When labs alter drugs slightly from their original form, they become designer drugs. The list above represents some of the fentanyl strains, which are designer drugs. Illegal labs often create these drugs to be stronger so that users will continue to crave more; in some cases, they add dangerous ingredients and are unaware of the risks. For instance, Spice is a designer drug containing marijuana, household cleaning products, and even lighter fluid. Those addicted to drugs often do not evaluate the risks due to the effects of long-term drug exposure that significantly affect brain function. Seeking and taking the drug becomes both compulsive and repetitive.
Getting Treatment for a Drug Addiction
When it is time to get the help you need for drug addiction, you typically start with an efficient and safe detoxification process. This is the preliminary step to begin any form of recovery. The most successful drug detox available is at the individualized and medically supervised centers. A private and comfortable environment, combined with a dedicated licensed medical staff, can provide the most thorough care needed through the detoxification process. A medically supervised detox is essential in opioid-based drugs, which can cause a severe physiological withdrawal.

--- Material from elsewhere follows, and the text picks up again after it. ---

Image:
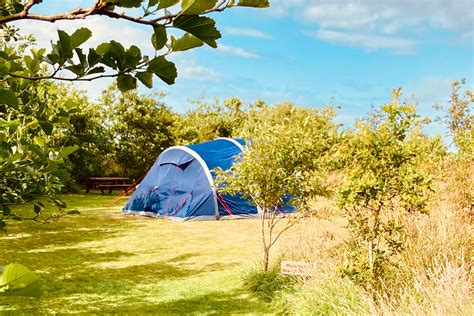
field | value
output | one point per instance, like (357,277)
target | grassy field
(104,262)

Once you detox from opioid-based drugs, you could still experience some negative symptoms, both physically and mentally. That is why so many people continue to abuse opioids or relapse soon after detox. An important part of a detox process is to stabilize individuals. It is crucial to provide patients with a comfortable and safe place, surrounded by caring and knowledgeable professionals, to navigate this regulating phase safely.
The Waismann Method® have combined a superior medical opioid detoxification in a full-service hospital with an exclusive and private recovery retreat. We believe that there is no therapeutic reason for unnecessary suffering or public judgment. People have different histories, difficulties, and needs that should be met and respected.
We believe in treating one patient at a time so they are carefully heard and properly understood. Providing drug treatment with unwavering respect and empathy is how we achieve success.